Last but not least, is my rig to fill my Live Bait well. This is accomplished with a Rule 3700 Bilge pump, inside a minnow trap, rigged with 2 inch hose, power cables and a line to haul the whole thing up with. This is 25 feet long. So far I have only used it for hauling up 10 feet in elevation, but I am hoping it will work for the Skyway Pier. The Rule pump filled my 18 gallon tank in less than a minute.

As I said, it's a work in progress. I'm still working on mounting brackets for umbrellas and seats.

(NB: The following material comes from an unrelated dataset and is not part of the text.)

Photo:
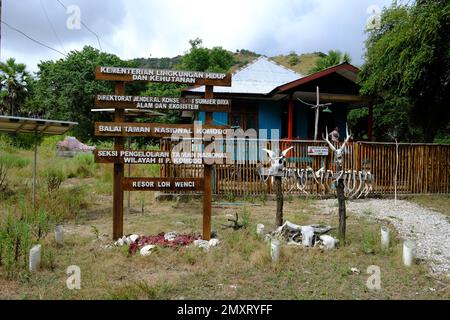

file:///Z:/Pictures/Fishing%20Cart/one.jpg
file:///Z:/Pictures/Fishing%20Cart/two.jpg
file:///Z:/Pictures/Fishing%20Cart/four.jpg
file:///Z:/Pictures/Fishing%20Cart/three.jpg
file:///Z:/Pictures/Fishing%20Cart/six.jpg
file:///Z:/Pictures/Fishing%20Cart/seven.jpg


----------



## Robbycicco (Jul 20, 2013)

Don't know why photos didn't post


----------



## fishnchevy (Apr 2, 2011)

Sounds likes quite a rig. Now to get the pics to load. 
I was working on my cart yesterday amazing how much crap we haul out there. What ever happened to just a bucket a bucket and pole!!


----------



## fishnchevy (Apr 2, 2011)

Repeat


----------



## kbamhi (May 9, 2013)

I just finished some mods to my cart. And I agree, what ever happened to a bucket and a pole? Now I have to have everything but the kitchen sink and would probably have one of those if it wasn't already installed on the pier.
I was just thinking, the fish I take home probably run about 900.00 a pound.


----------



## fishnchevy (Apr 2, 2011)

You say that in jest. But I have seen a cart that did have a fresh water tank with a sink, pump, music, weather station and all the comforts of a small A class motor coach. What I didn't see was any Fish!


----------



## Orange (Mar 12, 2003)

Wow, pretty serious cart. For a while I was using one of those folding luggage carts with a couple of bungee cords to help haul my stuff (cooler, bait bucket with pump, tackle bag w shoulder strap, pier net, 5 gallon bucket and poles). It would get a little unwieldy even with the cart. Now, I have my teenage son to shoulder half the gear and we haul it out by hand pretty easily.


----------



## Robbycicco (Jul 20, 2013)

Finally, I got the photos to load


----------



## Ace3767 (May 18, 2014)

I am thinking of converting an aluminum cargo hitch hauler into a beach/pier cart, any ideas? It would serve two purposes, a hauler and cart, I am thinking of mounting an axel with pneumatic wheels and a removable handle, and PVCrod holders. I need some brainstorming help and or suggestions... Such as will the wheels have to be removable while it is in transit on the hitch?


----------



## castingsfun (May 28, 2010)

How about something like this?


----------



## castingsfun (May 28, 2010)

The kids a little extra. I can always make more!


----------



## John Smith_inFL (Nov 22, 2009)

after fishing the pier the past couple of weekends, I decided to strap a 2 gallon Juice Jug
to my cart - - - the kind that has the little push button spigot at the bottom just to wash
the hands and toes with.
Great Job Robby on your setup !!!! I really like the Solar Panel idea the most. 

Tight Lines always !!


----------



## willcfish (Jul 13, 2014)

I am going ot use a cargo hitch hauler to put my cart with cooler on for hauling. Then just take it off.


----------



## Cohumulone (Jun 28, 2014)

This is a really nice looking cart. I'm jealous. I'm using a foldable "gardening wagon" I bought for now. I moved here for work and left the wife and kids in Phoenix for a year so I only have a little studio apartment. No room for a setup like this one, but it's an inspiration for what I'd like in the future.


----------